EUR/USD is bearish, as the Eurozone’s second wave of corona virus is accelerating and threatening to slow down the already fragile economic recovery. France announced a daily record of new corona virus infections on Sunday, with the confirmed figure reaching 52,000. Italy announced a partial lockdown, which will remain in effect until Nov. 24. And Spain has approved a state of emergency and announced a national curfew from 11 p.m. to 6 a.m. to contain the virus.
These new restrictions, which is less severe than the ones seen in the second quarter, are likely to have a negative impact on the economy. The Eurozone is already facing deflationary pressures. The common currency bloc’s inflation fell deeper into the negative territory in September, raising pressure on the European Central Bank to ramp up stimulus.
According to a recent forecast, the central bank is likely to boost its pandemic bond-buying program by 400 billion euros ($470 billion) in December. However, with Eurozone nations reimposing economically-painful measures to control the second wave of the corona virus, markets may begin pricing a bigger boost in ECB’s stimulus.
The US election polls do still give Biden a commanding lead with just over a week to go in financial markets.
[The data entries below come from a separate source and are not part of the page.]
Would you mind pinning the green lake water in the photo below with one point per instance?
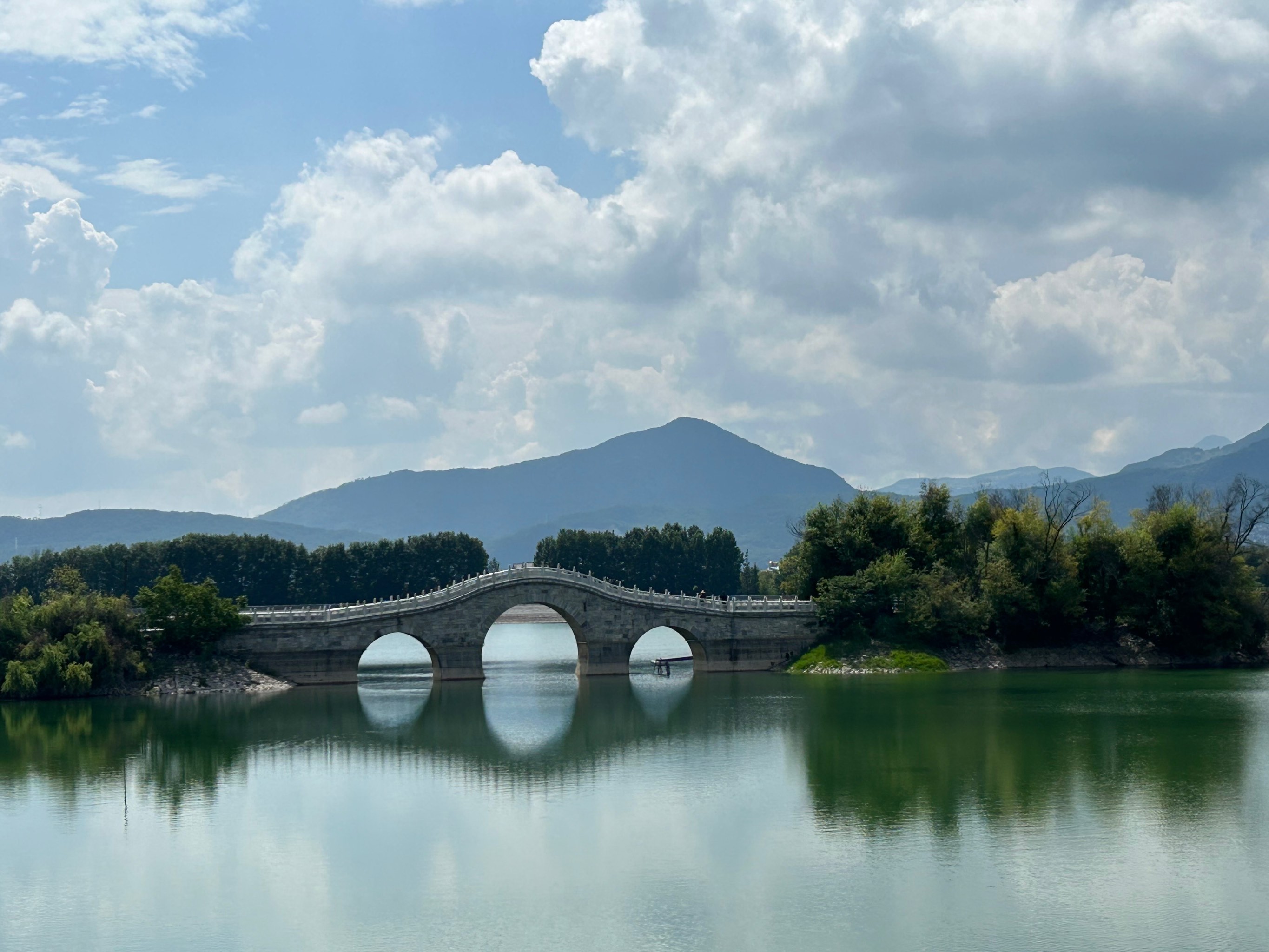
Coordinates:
(1110, 810)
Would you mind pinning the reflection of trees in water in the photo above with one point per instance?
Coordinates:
(882, 752)
(177, 748)
(172, 749)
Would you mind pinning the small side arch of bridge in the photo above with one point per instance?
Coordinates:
(323, 645)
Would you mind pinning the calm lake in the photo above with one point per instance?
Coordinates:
(1116, 810)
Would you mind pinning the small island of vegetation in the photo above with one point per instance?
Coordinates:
(1032, 569)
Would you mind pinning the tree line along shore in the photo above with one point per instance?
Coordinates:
(899, 583)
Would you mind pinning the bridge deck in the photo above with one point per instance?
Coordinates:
(324, 644)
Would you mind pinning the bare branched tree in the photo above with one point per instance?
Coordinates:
(1240, 509)
(1060, 503)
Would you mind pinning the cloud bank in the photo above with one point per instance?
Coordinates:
(939, 237)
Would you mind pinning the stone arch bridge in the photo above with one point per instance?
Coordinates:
(323, 645)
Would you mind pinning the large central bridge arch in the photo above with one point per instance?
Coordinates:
(322, 645)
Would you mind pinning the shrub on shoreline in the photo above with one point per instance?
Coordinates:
(1031, 569)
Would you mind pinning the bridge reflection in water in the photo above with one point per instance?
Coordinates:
(877, 753)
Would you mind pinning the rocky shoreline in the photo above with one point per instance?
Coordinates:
(206, 676)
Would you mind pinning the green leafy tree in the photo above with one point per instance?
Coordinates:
(69, 643)
(185, 616)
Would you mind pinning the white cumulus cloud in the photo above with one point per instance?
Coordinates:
(945, 237)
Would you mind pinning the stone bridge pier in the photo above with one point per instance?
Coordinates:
(324, 645)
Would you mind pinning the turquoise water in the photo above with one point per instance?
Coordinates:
(1120, 810)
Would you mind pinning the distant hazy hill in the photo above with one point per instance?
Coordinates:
(94, 527)
(684, 471)
(1190, 468)
(1002, 479)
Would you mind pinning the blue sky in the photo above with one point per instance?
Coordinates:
(254, 249)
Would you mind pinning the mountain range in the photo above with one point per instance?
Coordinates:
(1019, 478)
(687, 471)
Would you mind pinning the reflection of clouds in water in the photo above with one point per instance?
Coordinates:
(529, 643)
(659, 695)
(394, 681)
(659, 643)
(395, 649)
(391, 704)
(531, 687)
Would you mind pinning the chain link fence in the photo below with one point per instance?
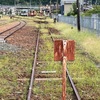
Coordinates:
(92, 24)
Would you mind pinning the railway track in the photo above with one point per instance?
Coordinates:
(5, 34)
(44, 75)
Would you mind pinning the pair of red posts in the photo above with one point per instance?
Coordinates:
(64, 51)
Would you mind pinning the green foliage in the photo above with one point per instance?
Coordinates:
(95, 10)
(25, 2)
(73, 11)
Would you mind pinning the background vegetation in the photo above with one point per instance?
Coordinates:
(26, 2)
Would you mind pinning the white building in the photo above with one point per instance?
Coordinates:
(66, 5)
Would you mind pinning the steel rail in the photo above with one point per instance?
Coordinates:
(33, 69)
(10, 28)
(19, 27)
(73, 86)
(13, 29)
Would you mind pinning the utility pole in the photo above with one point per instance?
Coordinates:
(30, 5)
(78, 15)
(14, 2)
(57, 7)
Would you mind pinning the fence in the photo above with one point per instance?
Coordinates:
(85, 22)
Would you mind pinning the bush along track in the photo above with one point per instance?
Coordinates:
(16, 66)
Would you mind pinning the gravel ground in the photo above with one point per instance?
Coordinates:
(8, 47)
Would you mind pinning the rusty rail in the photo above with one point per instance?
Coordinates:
(12, 30)
(33, 69)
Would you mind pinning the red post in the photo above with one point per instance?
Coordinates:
(64, 79)
(64, 51)
(64, 71)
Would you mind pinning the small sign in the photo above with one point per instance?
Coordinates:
(60, 51)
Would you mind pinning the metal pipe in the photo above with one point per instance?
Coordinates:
(33, 69)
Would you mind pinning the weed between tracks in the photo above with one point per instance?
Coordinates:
(15, 68)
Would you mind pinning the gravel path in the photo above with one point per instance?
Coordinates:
(8, 47)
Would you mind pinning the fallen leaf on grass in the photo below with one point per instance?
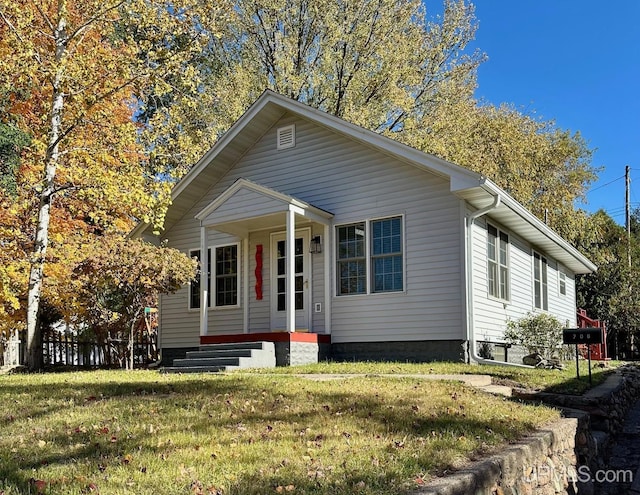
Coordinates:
(39, 485)
(282, 489)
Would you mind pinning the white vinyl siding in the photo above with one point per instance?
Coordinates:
(491, 314)
(354, 183)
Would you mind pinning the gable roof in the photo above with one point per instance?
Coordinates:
(476, 189)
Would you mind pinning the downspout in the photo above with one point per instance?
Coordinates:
(471, 337)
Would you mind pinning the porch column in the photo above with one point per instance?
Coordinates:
(204, 282)
(291, 271)
(328, 269)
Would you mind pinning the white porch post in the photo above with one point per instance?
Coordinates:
(204, 282)
(245, 284)
(291, 271)
(328, 269)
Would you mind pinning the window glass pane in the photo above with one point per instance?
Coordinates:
(386, 236)
(498, 263)
(563, 283)
(386, 263)
(493, 279)
(352, 277)
(351, 259)
(226, 275)
(194, 287)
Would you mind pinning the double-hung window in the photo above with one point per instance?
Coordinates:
(224, 271)
(370, 256)
(498, 263)
(562, 282)
(540, 283)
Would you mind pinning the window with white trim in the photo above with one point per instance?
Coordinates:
(562, 282)
(224, 271)
(497, 263)
(194, 286)
(370, 249)
(540, 282)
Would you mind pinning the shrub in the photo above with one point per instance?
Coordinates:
(538, 332)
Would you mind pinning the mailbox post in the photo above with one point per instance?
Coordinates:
(587, 336)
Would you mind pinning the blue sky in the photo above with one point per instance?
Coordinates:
(576, 62)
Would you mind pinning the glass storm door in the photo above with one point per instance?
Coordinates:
(279, 281)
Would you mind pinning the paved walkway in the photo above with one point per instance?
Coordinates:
(622, 475)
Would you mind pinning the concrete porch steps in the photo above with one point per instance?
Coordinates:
(223, 357)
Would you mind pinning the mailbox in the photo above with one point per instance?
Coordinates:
(591, 335)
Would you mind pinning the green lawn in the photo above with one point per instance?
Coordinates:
(561, 381)
(113, 432)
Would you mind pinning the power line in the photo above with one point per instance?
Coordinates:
(605, 185)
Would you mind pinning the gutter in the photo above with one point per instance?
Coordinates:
(471, 338)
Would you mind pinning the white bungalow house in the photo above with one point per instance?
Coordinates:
(333, 241)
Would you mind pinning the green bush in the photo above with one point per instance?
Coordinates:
(538, 332)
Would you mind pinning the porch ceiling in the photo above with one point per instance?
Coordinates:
(246, 206)
(241, 228)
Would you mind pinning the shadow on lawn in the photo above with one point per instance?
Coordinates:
(215, 404)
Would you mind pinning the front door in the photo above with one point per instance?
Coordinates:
(302, 280)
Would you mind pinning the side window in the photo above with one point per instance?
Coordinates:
(540, 282)
(194, 286)
(498, 263)
(386, 255)
(352, 269)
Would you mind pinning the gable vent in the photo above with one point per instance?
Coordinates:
(286, 137)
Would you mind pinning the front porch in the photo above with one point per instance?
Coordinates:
(290, 348)
(279, 262)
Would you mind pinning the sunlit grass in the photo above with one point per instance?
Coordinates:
(143, 432)
(561, 381)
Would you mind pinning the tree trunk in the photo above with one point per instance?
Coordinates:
(36, 275)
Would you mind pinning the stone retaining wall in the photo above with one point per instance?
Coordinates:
(543, 463)
(562, 458)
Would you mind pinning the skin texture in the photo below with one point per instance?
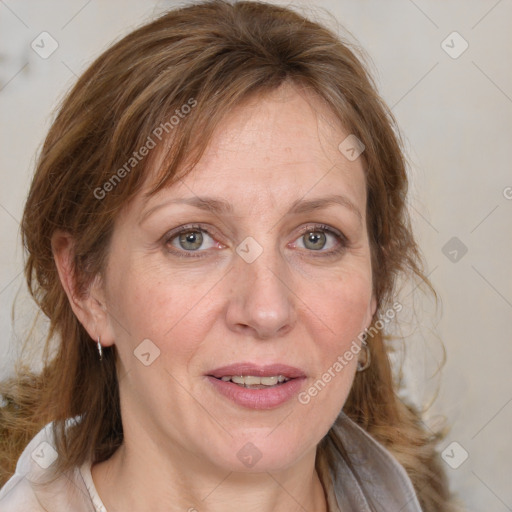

However, there are plenty of activities and alternative themes to drive price action elsewhere.
The stimulus package has been a driver of risk appetite and a pro-dollar on a lack of progress at times, but investors could start to weather news that a US stimulus bill may not be forthcoming ahead of the election.
EUR/USD 4 Hour Chart:
Support: 1.1809 (S1), 1.1759 (S2), 1.1731 (S3).
Resistance: 1.1887 (R1), 1.1915 (R2), 1.1965 (R3).
The second wave of corona virus impacts the Euro zone negatively and we expect a bearish trend for EUR/USD.